Spiral galaxy in the constellation Antlia

IC 2560 is a spiral galaxy lying over 110 million light-years away from Earth in the constellation of Antlia. It was discovered by Lewis Swift on 28 December 1897.

The luminosity class of IC 2560 is II with a broad HI line containing regions of ionized hydrogen. Moreover, IC 2560 is an active Type 2 Seyfert Galaxy. It has a distinct bar structure in the center with the supermassive black hole at the core having a mass of 4.4e6±4.4 solar mass.

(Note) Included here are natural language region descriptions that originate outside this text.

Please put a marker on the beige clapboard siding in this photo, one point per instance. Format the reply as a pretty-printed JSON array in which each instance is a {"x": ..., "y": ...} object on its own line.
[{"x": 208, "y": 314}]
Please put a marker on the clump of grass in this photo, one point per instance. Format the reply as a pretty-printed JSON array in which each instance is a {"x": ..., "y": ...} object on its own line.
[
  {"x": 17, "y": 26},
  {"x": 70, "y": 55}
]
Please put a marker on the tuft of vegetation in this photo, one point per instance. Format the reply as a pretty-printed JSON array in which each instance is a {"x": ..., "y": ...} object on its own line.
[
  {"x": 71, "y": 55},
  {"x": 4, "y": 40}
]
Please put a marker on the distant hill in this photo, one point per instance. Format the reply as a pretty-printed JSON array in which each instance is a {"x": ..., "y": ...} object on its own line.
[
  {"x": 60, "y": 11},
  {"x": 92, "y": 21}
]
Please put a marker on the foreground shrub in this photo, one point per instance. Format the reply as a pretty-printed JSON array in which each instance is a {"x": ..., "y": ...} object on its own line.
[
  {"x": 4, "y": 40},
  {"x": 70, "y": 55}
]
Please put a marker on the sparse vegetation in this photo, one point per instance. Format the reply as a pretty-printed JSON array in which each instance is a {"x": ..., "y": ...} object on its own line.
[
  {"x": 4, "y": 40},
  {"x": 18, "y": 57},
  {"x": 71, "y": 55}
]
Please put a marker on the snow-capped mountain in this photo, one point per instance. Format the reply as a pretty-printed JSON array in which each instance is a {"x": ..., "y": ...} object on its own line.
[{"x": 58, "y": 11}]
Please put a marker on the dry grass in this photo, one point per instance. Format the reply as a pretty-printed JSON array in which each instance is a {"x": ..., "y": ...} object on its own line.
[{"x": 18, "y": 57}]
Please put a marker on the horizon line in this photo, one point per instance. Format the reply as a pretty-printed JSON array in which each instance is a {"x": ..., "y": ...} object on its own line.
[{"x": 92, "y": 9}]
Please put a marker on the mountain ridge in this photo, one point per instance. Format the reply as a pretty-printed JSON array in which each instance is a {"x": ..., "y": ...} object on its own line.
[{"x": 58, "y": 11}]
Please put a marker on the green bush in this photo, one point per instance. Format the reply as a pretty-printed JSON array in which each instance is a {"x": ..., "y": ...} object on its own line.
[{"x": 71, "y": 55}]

One supernova has been observed in IC 2560. SN 2020ejm (Type Ia, mag. 16) was discovered by the Distance Less Than 40 Mpc Survey (DLT40) on 11 March 2020.

== NGC 3223 group ==
IC 2560 is a member of the NGC 3223 Group. There are 15 other galaxies in the group including NGC 3223, NGC 3224, NGC 3258, NGC 3268, NGC 3289, IC 2552 and IC 2559. Together, the group is part of the Antlia Cluster.